Jeff graduated from Montclair State University, he is a CPA and member of the American Institute of Certified Public Accountants, New York State Society of Certified Public Accountants and New Jersey State Society of Public Accountants.
Jody H. Chesnov, CPA, Managing Partner of Rosenberg Chesnov, has been with the firm since 2004. After a career of public accounting and general management, Jody knows the value of good financials. Clarity, decision making, and strategy all start with the facts – Jody has been revealing the facts and turning them into good business results for more than three decades.
He takes a pragmatic approach to accounting, finance and business. His work has supported many companies on their path to growth, including helping them find investors, manage scaling and overcome hurdles. His experience and passion for business reach beyond accounting and he helps businesses focus on what the numbers mean organizationally, operationally and financially.

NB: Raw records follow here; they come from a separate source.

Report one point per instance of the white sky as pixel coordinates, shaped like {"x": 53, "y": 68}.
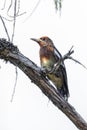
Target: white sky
{"x": 30, "y": 109}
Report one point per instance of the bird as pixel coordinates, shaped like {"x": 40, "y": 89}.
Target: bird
{"x": 49, "y": 56}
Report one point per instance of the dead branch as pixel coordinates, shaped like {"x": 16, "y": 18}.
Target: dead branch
{"x": 11, "y": 53}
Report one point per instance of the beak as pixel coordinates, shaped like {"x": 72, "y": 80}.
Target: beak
{"x": 36, "y": 40}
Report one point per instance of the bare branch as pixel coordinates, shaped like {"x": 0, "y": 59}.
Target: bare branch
{"x": 66, "y": 56}
{"x": 33, "y": 10}
{"x": 5, "y": 28}
{"x": 14, "y": 22}
{"x": 10, "y": 53}
{"x": 4, "y": 5}
{"x": 14, "y": 84}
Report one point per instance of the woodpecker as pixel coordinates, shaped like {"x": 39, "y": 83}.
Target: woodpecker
{"x": 49, "y": 56}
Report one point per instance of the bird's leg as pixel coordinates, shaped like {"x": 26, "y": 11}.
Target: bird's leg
{"x": 45, "y": 70}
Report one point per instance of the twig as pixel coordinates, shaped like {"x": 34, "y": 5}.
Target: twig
{"x": 14, "y": 22}
{"x": 5, "y": 28}
{"x": 33, "y": 10}
{"x": 4, "y": 5}
{"x": 66, "y": 56}
{"x": 14, "y": 84}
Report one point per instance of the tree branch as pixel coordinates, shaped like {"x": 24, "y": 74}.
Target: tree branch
{"x": 11, "y": 53}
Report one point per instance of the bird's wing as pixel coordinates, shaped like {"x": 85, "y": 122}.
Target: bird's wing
{"x": 63, "y": 71}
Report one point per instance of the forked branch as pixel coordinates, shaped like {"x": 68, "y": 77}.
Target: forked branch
{"x": 11, "y": 53}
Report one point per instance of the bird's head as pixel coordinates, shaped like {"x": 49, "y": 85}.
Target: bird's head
{"x": 43, "y": 41}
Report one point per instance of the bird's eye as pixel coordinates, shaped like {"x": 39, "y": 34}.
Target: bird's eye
{"x": 44, "y": 39}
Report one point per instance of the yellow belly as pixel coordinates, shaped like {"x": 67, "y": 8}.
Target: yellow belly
{"x": 57, "y": 81}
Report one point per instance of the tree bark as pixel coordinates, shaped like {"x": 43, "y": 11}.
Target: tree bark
{"x": 11, "y": 53}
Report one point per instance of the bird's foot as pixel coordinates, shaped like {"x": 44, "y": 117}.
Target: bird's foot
{"x": 45, "y": 70}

He has a particular expertise in early-stage growth companies. His strengths lie in cutting through the noise to come up with useful, out of the box, solutions that support clients in building their businesses and realizing their larger visions.
Prior to joining the firm in 2004, Jody was in the private sector where he held senior financial and management positions including General Manager, Chief Financial Officer and Controller. He has experience across industries, which gives him a deep understanding of business.
Jody graduated with a BBA in Accounting from Baruch College, he is a CPA and member of the American Institute of Certified Public Accountants and New York State Society of Certified Public Accountants.
In addition to delivering above and beyond accounting results, Jody is a member of the NYSCPA’s Emerging Tech Entrepreneurial Committee (ETEC), Private Equity and Venture Capital Committee and Family Office Committee.
He is an angel investor through the Westchester Angels, and has served as an advisor for many startup companies and as a mentor through the Founders Institute.